Potential new user questions

By default all messages are moves all chat messages to DeltaChat folder, so it will not clutter your Inbox. It does not happen immediately because Delta Chat has to detect incoming message first and your Thunderbird has a chance to notify you about incoming message before Delta Chat moves the message. I haven’t tried it, but looks like Thunderbird allows to setup a filter matching all messages with a header Chat-Version: 1.0 (that is a header Delta Chat sets on all messages) and action “Ignore thread”, you may try to do it to avoid notifications.

Problems sometimes happen with large groups, when you send each message to 20+ people. I have several chats with ~15 members and some Gmail users, they don’t seem to have much problems with Delta Chat.

Haven’t ever heard about something like this happening with Delta Chat. Delta Chat uses the same OAuth 2.0 procedure as Thunderbird for Gmail authentication, is detected as Delta Chat app etc.

There is a list at https://providers.delta.chat/ but it is not a recommendation list. Delta Chat does not have any official list of recommended email providers or comparison of them. Riseup seems to work good but requires an invitation. Disroot support is aware of Delta Chat and can raise some limits if needed but may block messages by default. There are some users with Posteo, Mailo accounts. The best provider is usually something hosted by you, your friends, maybe your workplace, where you can ask the provider directly to remove the limits if they get in the way. Try your local community-run providers first.

The most common problem so far is messages getting into the Spam folder. This usually happens with large email servers run by Google/Yandex/Microsoft etc. Nightly versions of Delta Chat for Android already do and upcoming releases for all platforms will periodically fetch the messages from the Spam folder. There are also plans to watch this folder just like your Inbox if it got Delta Chat messages recently, so eventually this problem will be solved.

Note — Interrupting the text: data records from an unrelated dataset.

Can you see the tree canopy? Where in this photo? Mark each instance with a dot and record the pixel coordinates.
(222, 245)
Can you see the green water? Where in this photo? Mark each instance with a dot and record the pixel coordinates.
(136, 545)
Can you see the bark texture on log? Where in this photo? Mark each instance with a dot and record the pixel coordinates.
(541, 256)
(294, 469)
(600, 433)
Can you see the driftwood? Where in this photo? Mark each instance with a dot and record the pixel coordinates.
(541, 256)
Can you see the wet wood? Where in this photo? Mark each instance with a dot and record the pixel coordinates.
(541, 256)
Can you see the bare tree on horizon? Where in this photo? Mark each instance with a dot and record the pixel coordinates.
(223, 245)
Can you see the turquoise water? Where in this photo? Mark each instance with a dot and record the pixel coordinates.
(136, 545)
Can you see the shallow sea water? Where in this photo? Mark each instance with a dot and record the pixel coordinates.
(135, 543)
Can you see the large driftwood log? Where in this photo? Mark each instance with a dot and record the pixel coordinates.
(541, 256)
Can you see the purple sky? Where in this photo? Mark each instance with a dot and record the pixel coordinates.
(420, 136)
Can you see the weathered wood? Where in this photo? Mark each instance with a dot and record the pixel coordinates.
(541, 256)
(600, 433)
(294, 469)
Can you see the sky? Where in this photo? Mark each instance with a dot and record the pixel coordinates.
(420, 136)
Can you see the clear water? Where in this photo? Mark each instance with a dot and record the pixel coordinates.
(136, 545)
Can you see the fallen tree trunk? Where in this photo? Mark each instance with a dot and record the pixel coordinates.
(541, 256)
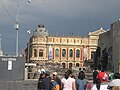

The most controversial difference is the lack of forward secrecy. This allows easier multi-device setup and simpler key management at the cost of some post-compromise security. It is a tradeoff, and I don’t yet understand what happens if Signal servers or XMPP PubSub servers storing OMEMO keys start to forge new devices that are only shown to other users but not you, and what happens from the point of practical security in this case, it may be worse or better than Autocrypt/OpenPGP model depending on how user acts in the situation of attack. One way to introduce forward secrety without complex key management is the model of “secret chats” (Telegram) or Off-The-Record chats. For further discussion see Off-the-Record chats and all the links there.

From the encryption point of view, messages are encrypted with Ed25519 + AES by default, which is more or less the same algorithms as used by any reasonably secure messenger, there is hardly any practical difference.

How does anonymity compare between Signal and Delta Chat in terms of governments being able to discover relationships between users that are messaging each other?

Currently all the To and From headers are only transport-encrypted. Your provider can monitor who you send the messages to and from which addresses you receive them. Signal server technically can do the same, even with the sealed sender feature, but it likely doesn’t do it, compared to Gmail which almost certainly does. Smaller and self-hosted providers likely don’t store this metadata and you can setup Delta Chat to quickly delete old messages from the server.

Why the word “could”? And does anything change in the above paragraph in the case of 1:1 non-group chats?

The idea is to hide the To addresses in the encrypted part, and actually put all receipients in Bcc, so To contains undisclosed-recipients:; group. This way if you send a message from your example.org to example.net and example.com users, example.com server will not be aware of example.net existence at all. “Could” because it is not currently implemented, it will likely be implemented after the next release as part of “protected groups” effort: protect chats 🛡️ · GitHub With 1:1 chats it’s hard to do anything about metadata without complicated Privacy Enhancing Technologies such as PIR (Private Information Retrieval) or Mix networks such as Katzenpost. I am not aware of non-research messengers capable of this level of metadata protection.

Delta Chat team has contacts of many groups successfully onboarding non-technical users, it’s definitely possible.

Yes, currently the implementation just sends the link. There is also experimental more integrated support for basicWebRTC server in desktop, currently it’s disabled in 1.15 series, but there is a working prototype of accepting the calls from within desktop app. As for truly integrated 1:1 WebRTC calls, it should be technically possible. I did some experiments at ~link2xt/webrtc-clipboard-call - WebRTC call-via-clipboard application using React and TypeScript - sourcehut git, establishing a WebRTC call requires exchanging only two emails, but you need a separate external TURN server to bypass NATs, which email providers do not provide. Overall, current WebRTC implementation is not yet as good as it can be. The best thing we can do short-term is providing an integrated Docker setup (here is a setup I use for local testing on Raspberry Pi: GitHub - deltachat/docker-mailadm: Local testing environment for Delta Chat based on mailadm (https://github.com/deltachat/mailadm)) for self-hosted small email providers, with a TURN server and basicWebRTC installed and preconfigured for new accounts. NAT bypass is the main problem of decentralized setups and one of the reasons Matrix integrates Jitsi Meet with a whole web server behind it as a widget.